Do you ever wonder how your physician or registered dietitian came up with that magic number? You know, the number of calories that you should aim for to help you lose weight. Do you often wonder if they just pull that number out of a hat?

Well, I can assure you that this is not the case. In a recent survey, they found that 9 out of 10 people did not know the correct number of calories that they should consume daily (IFIC Food & Health Survey,2011), so it is easy to see why people are confused about how much they should eat. Recommendations for calorie goals have changed over the years with the evolving science of nutrition and metabolism. Many professionals used to recommend that most women should follow a 1,000 to 1,200 calorie diet and most men a 1,200 to 1,500 calorie diet to promote weight loss. At these levels, they are reducing calories for weight loss, as well as preventing inadequate vitamin and mineral intake. However, we have found that this is not always effective as everyone’s body structure and metabolism are different. These goals may be too low for many people, not even meeting their energy needs at rest. Calorie needs are very individualized and depend on many factors other than gender. There are many ways to estimate energy needs, but they are based on an individual’s height, weight, age, gender and level of physical activity. These calculations are more accurate and can give you a much better place to start with a weight management program. There are many on line calculators that can help you estimate your current energy needs using this information (such as ). But here’s the trick – be honest and accurate with the information you enter!

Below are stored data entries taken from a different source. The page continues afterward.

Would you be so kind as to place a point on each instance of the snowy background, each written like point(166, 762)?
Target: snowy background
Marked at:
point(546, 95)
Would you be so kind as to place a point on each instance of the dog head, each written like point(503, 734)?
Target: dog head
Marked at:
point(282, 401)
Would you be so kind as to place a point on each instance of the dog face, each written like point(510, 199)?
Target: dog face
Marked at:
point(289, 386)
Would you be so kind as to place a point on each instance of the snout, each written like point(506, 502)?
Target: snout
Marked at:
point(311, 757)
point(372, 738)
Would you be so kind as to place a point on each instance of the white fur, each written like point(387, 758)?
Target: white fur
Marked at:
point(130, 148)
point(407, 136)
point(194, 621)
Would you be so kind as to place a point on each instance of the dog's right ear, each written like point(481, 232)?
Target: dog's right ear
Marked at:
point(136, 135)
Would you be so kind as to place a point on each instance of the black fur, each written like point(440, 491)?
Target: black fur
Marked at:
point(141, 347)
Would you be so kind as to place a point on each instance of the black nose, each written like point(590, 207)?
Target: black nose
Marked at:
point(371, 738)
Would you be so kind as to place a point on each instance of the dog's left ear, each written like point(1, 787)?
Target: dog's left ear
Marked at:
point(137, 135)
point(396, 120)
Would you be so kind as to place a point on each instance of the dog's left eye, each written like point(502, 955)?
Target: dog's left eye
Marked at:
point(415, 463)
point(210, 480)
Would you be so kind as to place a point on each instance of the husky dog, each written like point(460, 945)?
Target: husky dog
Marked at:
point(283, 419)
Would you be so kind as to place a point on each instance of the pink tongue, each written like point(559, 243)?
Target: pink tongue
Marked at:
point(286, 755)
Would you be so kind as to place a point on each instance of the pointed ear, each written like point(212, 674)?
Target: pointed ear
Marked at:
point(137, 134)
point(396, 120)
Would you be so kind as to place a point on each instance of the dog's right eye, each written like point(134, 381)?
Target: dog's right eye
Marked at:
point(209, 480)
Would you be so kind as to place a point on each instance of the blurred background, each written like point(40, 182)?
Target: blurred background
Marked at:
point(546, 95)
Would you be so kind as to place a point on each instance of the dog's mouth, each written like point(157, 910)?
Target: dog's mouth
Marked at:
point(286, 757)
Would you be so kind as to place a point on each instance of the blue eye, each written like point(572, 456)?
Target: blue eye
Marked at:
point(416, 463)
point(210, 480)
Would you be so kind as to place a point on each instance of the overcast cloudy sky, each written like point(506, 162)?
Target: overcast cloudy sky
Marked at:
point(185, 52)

So what does it take to lose weight and what are reasonable goals? One pound equals 3,500 calories, so aiming for a daily calorie goal that is 500 calories less than your current needs should result in weight loss of 1 pound per week. This is where your registered dietitian or doctor will come up with a calorie goal (such as 1,500 or 1,800 calories) for your weight loss program. Often this can be achieved through small changes in both diet and physical activity. To lose 2 pounds per week, you would have to cut calorie intake by 1,000 calories per day, which, depending on your current energy needs, can be more difficult to achieve. This requires more significant changes in your diet and physical activity levels, which may be difficult to maintain over time. Overall, an initial goal for weight loss should be about 10% of your current body weight (about 20lbs for a 200lb person). After this goal is reached, then it’s time to reassess energy needs for weight loss as well as future goals.

Losing weight is a significant life challenge for many people, and each person is unique. Nutrition and physical activity goals need to be tailored to your specific needs to help you navigate your road to success!